Rimuovere i tatuaggi oggi è semplice grazie alle tecniche laser, ma prima di decidere di farne uno sarebbe opportuno valutare la zona de corpo migliore e i colori da utilizzare. Di questo e molto altro ha parlato il dottor Fernando Bianchi, medico dermatologo con studio a Parabiago, nella puntata di Smart News dedicata alla salute.

«Si tratta di una tecnica attuale con laser particolari e sofisticati - ha spiegato il dott. Bianchi - ed è sempre maggiore la richiesta per questo tipo di operazione. Non si tratta di una tecnica invasiva e dolorosa, ma piuttosto lunga nell'esecuzione, perchè il tatuaggio va rimosso passo passo per lasciare il più possibile indenne la pelle». Generalmente, infatti, un lavoro ben fatto cancella il tatuaggio lasciando la pelle indenne. 

La durata delle sedute dipendo ovviamente dalla dimensione del tatuaggio e dal colore: «Facile rimuovere i tatuaggi scuri, mentre più difficili da rimuovere sono quelli colorati con lunghezze d'onde particolari». Una volta conclusa l'operazione, la pelle potrebbe risultare arrossata, leggermente gonfia ed ematosa, con croste superficiali o piccole vesciche. «Va trattata con creme antibiotiche, ma in 7-10 giorni tutto dovrebbe andare a posto e si procederà, dopo circa 2 mesi, alla seduta sucessiva. Se dovesse comparire una cicatrice, significa che la macchina non era idonea oppure l'operatore ha esagerato»
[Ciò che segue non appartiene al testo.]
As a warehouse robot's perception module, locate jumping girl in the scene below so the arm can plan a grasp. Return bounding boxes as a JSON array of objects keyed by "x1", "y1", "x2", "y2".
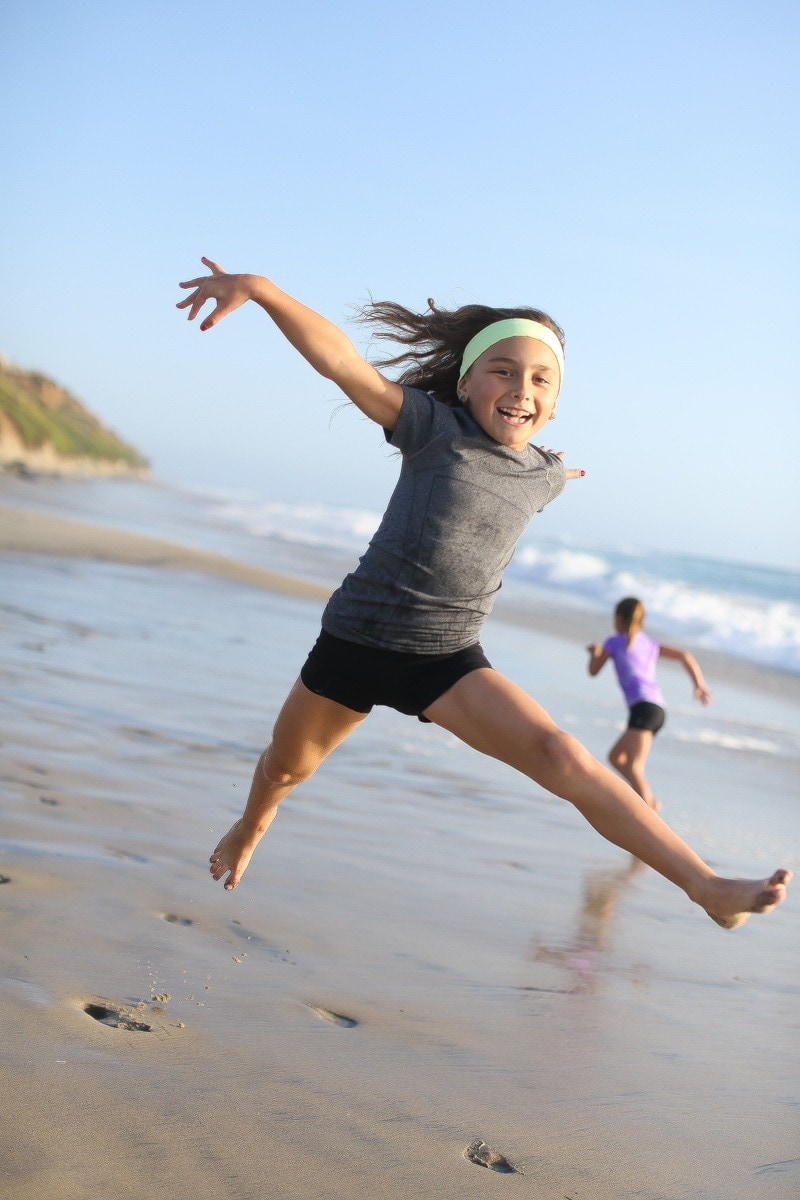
[
  {"x1": 178, "y1": 258, "x2": 790, "y2": 929},
  {"x1": 587, "y1": 596, "x2": 711, "y2": 810}
]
Durante l'operazione, ogni colpo con il laser rimuove 4 mm di tatuaggio e, in base al tipo di tatuaggio, si seleziona la lunghezza d'onda, per trattare ogni tipo di colore. «Difficilmente trattabili sono il giallo e il bianco, perchè sono trasparenti rispetto alla luce». Si possono trattare tatuaggi in tutte le sedi: quelli che rispondono meglio e vengono via prima sono quelli localizzati più al centro del corpo (spalle, dorso, petto), mentre i più difficili sono quelli all'estremità verso il polso e la caviglia. 

Ci sono persone con tatuaggi sempre più estesi, ma «ricordiamoci che la pelle presenta numerose malformazioni - ha ricordato il medico -, ci sono lesioni che insorgono. Difficile fare una diagnosi, sopratutto precoce, di un tumore alla pelle perchè risulta difficoltoso analizzare un nevo per esempio se vi è sopra un tatuaggio».